Après la rue des consuls, notre ballade nous mène à la Marina flambant neuve. Puis nous montons à la Kasbah des Oudayas par le jardin andalous, où une bande de jeunes répète les paroles d’un guitariste à la voix douce et chantante. Nous avons alors le droit à une version arabe de « Marry You » de Bruno Mars dans laquelle se glissent de nombreuses références marocaines qui font sourire « Khellini nkhteb bentek a 3emi » (laisse moi demander la main de ta fille) ou « njiblek tbassel taouss » (faisant référence à un type d’assiettes décorées par des paons que l’on réserve aux grandes occasions). La deuxième chanson qu’entonnera le jeune homme étant algérienne, Mehdi dégaine alors son appareil à toute vitesse.

A quelques pas du jardin, nous passons par le café maure à la vue imprenable sur le Bouregreg et aux gâteaux succulents. De là, nous remontons jusqu’au large mirador qui donne la plage de Rabat, en passant par la galerie Nouiga. L’âme de Rabat se trouve là : dans les vieilles ruelles entremêlées qui s’ornent à présent d’un street art encore timide.

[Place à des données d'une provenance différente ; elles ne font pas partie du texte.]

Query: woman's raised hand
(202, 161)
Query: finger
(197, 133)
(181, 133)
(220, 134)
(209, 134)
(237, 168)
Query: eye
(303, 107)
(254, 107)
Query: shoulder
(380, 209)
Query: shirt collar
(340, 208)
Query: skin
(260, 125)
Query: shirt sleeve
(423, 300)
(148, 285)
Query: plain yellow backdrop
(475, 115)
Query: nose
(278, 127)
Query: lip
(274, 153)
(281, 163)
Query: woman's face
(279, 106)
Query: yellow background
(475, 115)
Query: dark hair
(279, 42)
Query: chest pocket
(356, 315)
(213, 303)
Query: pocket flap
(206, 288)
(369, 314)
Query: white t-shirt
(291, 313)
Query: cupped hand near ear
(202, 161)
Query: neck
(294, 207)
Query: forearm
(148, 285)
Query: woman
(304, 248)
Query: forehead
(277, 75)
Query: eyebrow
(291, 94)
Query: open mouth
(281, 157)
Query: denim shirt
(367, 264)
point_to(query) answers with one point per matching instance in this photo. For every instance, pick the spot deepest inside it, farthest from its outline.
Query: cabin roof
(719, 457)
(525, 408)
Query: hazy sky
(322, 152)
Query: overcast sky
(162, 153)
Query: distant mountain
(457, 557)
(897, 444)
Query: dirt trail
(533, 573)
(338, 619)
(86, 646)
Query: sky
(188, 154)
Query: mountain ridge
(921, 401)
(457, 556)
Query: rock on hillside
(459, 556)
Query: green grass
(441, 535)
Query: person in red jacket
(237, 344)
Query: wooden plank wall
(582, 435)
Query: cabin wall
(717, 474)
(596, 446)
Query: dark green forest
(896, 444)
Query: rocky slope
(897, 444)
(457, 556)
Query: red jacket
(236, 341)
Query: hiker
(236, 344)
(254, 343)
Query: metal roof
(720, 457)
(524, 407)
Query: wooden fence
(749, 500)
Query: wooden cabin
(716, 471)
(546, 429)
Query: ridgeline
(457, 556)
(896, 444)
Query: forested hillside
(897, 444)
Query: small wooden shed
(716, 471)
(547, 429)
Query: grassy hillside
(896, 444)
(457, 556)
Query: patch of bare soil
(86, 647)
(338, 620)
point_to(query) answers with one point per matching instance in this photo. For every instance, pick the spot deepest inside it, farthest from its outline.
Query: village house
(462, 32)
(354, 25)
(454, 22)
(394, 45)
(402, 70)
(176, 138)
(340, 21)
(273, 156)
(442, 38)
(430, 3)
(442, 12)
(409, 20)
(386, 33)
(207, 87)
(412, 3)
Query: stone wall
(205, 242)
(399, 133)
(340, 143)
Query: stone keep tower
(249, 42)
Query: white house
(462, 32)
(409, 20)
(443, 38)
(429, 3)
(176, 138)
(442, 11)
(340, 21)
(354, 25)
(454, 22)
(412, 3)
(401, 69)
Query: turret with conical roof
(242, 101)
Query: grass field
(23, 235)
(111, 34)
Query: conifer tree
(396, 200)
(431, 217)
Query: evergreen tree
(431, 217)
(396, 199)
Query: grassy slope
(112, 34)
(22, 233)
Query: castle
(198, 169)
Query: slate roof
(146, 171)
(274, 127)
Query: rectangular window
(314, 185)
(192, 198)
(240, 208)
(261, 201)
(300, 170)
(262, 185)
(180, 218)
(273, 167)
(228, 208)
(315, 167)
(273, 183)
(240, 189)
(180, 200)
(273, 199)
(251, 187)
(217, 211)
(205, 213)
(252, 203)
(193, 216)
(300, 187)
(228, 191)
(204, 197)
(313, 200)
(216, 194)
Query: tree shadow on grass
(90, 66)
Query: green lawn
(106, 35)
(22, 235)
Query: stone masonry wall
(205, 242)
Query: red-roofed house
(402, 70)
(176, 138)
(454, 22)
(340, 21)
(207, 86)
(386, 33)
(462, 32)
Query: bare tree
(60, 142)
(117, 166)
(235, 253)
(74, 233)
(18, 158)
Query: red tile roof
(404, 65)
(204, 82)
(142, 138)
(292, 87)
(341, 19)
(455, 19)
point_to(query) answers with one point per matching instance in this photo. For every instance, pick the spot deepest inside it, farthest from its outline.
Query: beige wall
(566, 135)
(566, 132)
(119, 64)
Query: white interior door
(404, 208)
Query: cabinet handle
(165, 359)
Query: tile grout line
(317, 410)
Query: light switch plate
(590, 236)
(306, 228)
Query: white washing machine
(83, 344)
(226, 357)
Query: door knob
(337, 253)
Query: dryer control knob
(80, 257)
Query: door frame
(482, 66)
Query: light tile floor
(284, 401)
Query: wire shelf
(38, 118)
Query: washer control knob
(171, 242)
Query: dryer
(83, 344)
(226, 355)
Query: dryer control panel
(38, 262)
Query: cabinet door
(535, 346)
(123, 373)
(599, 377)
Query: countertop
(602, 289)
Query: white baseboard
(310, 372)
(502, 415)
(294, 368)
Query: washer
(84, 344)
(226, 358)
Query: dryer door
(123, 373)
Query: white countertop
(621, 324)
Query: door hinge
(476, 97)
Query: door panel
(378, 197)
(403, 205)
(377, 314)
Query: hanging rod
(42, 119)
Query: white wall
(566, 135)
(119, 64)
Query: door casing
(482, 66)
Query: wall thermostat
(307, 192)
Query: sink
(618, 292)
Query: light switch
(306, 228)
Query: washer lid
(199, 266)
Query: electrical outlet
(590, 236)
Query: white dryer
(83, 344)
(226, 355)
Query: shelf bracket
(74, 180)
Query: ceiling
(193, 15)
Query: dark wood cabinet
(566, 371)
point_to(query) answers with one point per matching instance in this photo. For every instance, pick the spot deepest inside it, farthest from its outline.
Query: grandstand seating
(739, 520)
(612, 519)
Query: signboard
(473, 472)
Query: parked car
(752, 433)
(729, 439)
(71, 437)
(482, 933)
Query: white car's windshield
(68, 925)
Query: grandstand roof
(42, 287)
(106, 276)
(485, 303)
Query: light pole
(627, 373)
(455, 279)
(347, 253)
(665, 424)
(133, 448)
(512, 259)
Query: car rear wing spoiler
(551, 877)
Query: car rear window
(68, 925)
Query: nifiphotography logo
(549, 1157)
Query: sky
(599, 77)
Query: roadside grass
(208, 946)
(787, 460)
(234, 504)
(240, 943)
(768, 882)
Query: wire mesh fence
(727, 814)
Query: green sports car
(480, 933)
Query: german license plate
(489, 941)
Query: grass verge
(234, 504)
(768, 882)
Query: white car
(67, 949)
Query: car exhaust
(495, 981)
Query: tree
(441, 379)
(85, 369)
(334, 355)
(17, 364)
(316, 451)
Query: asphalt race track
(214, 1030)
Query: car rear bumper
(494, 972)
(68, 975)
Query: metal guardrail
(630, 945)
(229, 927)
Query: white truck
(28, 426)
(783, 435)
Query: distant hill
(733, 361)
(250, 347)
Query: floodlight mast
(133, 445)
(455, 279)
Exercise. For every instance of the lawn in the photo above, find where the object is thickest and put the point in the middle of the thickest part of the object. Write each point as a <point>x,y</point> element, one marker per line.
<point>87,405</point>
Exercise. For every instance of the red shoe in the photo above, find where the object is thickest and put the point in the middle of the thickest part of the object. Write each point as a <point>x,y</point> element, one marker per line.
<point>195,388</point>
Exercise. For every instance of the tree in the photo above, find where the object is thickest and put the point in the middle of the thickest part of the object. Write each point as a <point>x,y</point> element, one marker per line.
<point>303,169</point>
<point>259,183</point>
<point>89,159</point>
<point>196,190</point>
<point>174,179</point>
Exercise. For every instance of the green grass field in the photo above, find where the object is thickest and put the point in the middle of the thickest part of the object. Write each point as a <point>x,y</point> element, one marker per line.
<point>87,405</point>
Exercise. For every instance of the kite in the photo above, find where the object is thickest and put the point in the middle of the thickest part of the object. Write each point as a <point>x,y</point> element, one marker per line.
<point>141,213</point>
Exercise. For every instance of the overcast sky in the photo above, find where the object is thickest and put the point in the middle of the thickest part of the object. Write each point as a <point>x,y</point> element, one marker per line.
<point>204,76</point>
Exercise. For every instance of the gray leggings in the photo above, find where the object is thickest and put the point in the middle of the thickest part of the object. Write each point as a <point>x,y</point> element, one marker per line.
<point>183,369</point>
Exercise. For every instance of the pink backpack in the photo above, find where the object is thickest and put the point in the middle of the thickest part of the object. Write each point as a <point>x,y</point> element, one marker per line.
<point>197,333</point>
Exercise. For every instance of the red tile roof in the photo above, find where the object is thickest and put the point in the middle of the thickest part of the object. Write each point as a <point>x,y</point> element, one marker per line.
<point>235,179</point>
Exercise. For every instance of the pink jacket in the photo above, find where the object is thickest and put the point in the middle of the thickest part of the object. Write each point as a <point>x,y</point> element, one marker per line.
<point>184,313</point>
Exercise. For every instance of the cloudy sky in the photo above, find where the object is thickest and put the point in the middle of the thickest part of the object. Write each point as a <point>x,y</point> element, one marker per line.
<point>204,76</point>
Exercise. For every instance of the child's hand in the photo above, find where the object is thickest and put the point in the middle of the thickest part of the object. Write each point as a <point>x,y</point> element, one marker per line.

Medina © Mehdi Drissi / Onorientour

Medina © Mehdi Drissi / Onorientour

Petit à petit, la modernité s’empare de  cette ville historique et administrative qu’est Rabat, comme avec Jidar, projet de street art XXL qui a transformé certaines façades de Rabat en spectacle vivant. Le défi étant d’en préserver l’authenticité tout en l’adaptant à l’esprit de la jeunesse r’bati.

Sur le chemin du retour par l’ancienne ville, nous passons les portes de D’art Louane, riad dédié aux arts sous toutes les formes et construit à l’intérieur de Souika pour renforcer les interactions avec l’âme de Rabat et ses habitants. Entre authenticité et modernité, Rabat s’ouvre de plus en plus aux initiatives culturelles dans leur diversité qui fleurissent dans une ville pétrie de paradoxes.